I have been offered a house rabbit and would love to take him but i am 12 weeks pregnant and need to know that it will be safe. 

Can anybody advise me on this?

Cheers in advance :thumbup1::thumbup1:

Gill
x


----------



## Kammie (Apr 4, 2009)

Why wouldn't it be safe? Rabbits can't harm you if your pregnant, in fact the only animal I know of that affects pregnant women is sheep.


----------



## sequeena (Apr 30, 2009)

I think it would be fine but be wary if you have a cat that uses a litter tray you're not allowed anywhere near the litter


----------



## Gil3987 (Aug 1, 2008)

thanks guys thats brill i will get some pics up when we get him.

Gill
x


----------



## emzybabe (Jun 30, 2009)

rabbit poos are just mushed up grass so u should be fine. Just make sure u bunny proof ur house well to save u the stress of finding everything eaten


----------



## Kammie (Apr 4, 2009)

emzybabe said:


> rabbit poos are just mushed up grass so u should be fine. Just make sure u bunny proof ur house well to save u the stress of finding everything eaten


Yeah as Emzy said anything not made of steel will be chewed if its in rabbit reach and they can climb up low furtniture so don't underestimate them. Main thing is making sure any harmful things like wires are out of reach or protected with some tubing to prevent chewing. Lots of wooden toys will help prevent boredom and destructiveness by giving in to their urge to chew.


----------



## Nicky09 (Feb 26, 2009)

You'll be fine with a house bunny I was theres nothing harmful in it.


----------



## Gil3987 (Aug 1, 2008)

perfect we get him tonight i am soooo excited lol

he is about 9months old i think and he is a wee albino bunny he is gorgeous lol

just not sure how my akita is going to take to him lol


----------



## Nicky09 (Feb 26, 2009)

I thought akitas were hunting dogs? Could he not have a few issues with a house bunny


----------



## Gil3987 (Aug 1, 2008)

hope not, well he doesnt bother about the ones outside so he should be fine!!!

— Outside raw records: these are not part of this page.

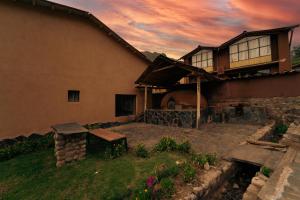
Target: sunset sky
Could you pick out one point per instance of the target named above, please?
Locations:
(175, 26)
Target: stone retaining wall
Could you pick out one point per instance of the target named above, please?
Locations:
(184, 118)
(286, 109)
(69, 148)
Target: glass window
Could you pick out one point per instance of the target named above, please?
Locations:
(124, 105)
(73, 95)
(194, 59)
(243, 46)
(233, 49)
(265, 51)
(253, 44)
(210, 63)
(209, 55)
(264, 41)
(204, 56)
(255, 47)
(243, 55)
(234, 57)
(254, 53)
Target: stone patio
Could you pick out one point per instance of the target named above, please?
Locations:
(218, 138)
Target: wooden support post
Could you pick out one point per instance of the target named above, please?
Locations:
(198, 102)
(145, 102)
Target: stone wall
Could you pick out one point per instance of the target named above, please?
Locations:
(180, 118)
(286, 109)
(69, 148)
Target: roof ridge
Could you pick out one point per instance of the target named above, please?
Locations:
(88, 15)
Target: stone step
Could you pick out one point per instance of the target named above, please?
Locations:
(249, 196)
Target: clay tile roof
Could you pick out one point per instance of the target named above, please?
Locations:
(240, 36)
(81, 13)
(198, 49)
(257, 33)
(165, 71)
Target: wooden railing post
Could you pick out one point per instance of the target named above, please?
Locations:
(145, 102)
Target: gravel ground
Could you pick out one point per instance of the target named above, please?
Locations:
(218, 138)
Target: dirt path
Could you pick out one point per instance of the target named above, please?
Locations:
(219, 138)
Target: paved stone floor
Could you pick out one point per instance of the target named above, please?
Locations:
(218, 138)
(284, 183)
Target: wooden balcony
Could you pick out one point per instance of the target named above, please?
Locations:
(249, 62)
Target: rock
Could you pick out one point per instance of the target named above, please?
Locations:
(206, 166)
(258, 182)
(235, 186)
(190, 197)
(196, 190)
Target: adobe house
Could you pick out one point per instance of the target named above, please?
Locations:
(60, 64)
(252, 80)
(264, 51)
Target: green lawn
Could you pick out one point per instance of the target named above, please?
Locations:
(34, 176)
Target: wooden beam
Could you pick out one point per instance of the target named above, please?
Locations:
(198, 102)
(145, 102)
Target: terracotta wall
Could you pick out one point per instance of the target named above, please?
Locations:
(44, 54)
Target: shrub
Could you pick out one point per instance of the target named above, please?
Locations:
(163, 171)
(189, 172)
(184, 147)
(211, 158)
(141, 151)
(266, 171)
(199, 159)
(280, 129)
(166, 144)
(27, 145)
(167, 187)
(143, 194)
(115, 151)
(118, 150)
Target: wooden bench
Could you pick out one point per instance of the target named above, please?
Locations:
(110, 136)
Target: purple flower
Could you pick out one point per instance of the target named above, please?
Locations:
(151, 181)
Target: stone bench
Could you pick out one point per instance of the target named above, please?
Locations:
(70, 142)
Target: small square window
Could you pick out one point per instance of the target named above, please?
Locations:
(125, 105)
(73, 95)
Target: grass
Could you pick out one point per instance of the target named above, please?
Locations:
(35, 176)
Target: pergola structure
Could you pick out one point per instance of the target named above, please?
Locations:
(165, 72)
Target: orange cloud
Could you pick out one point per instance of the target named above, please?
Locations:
(175, 27)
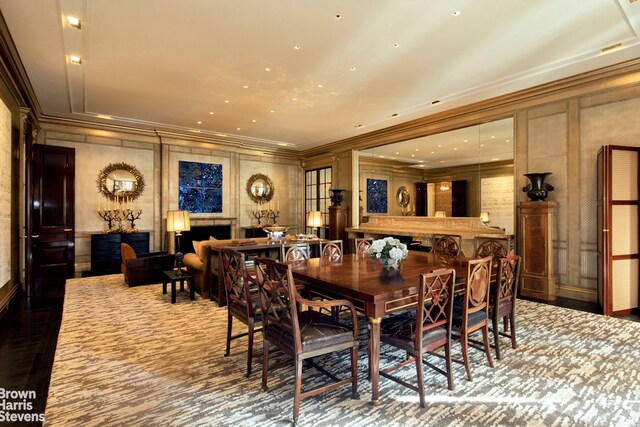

although we will have to wait until his kennel cough clears up he started coughing last nite when we got back so i am kinda gutted, but i wouldnt like the rabbit to catch anything.

Gill
x


----------



## bajaboy5b (Jul 10, 2009)

i thing i know bunnys love HDMI cables and any wire they can find.


----------



## Gil3987 (Aug 1, 2008)

yeh they are all getting moved tonight


----------



## Ty-bo (Jun 27, 2009)

Our house bun Georgie chewed through the lap top charger cable which cost £70 to replace and he's nearly had the new one too  

2 of our other buns have completely removed the wire from the TV in the conservatory and the lamp in there too 

Good luck with your new bun and the baby too x


----------



## Gil3987 (Aug 1, 2008)

Ty-bo said:


> Our house bun Georgie chewed through the lap top charger cable which cost £70 to replace and he's nearly had the new one too
> 
> 2 of our other buns have completely removed the wire from the TV in the conservatory and the lamp in there too
> 
> Good luck with your new bun and the baby too x


oh they are terrible with those teeth lol

thanks very much i will keep all updated on bunny and baby lol

gill
x


----------



## emzybabe (Jun 30, 2009)

buy some flexible plastic tubing for ur wires and keep them well out the way. If the bunnies eat the plastic it can cause them to have a blockage which is more likely to be fatal than not, apparently they dont like bitter apple, so u could put this on the wires etc


----------



## Gil3987 (Aug 1, 2008)

well i have some chew stop for the dog so wonder if that mite work!!


----------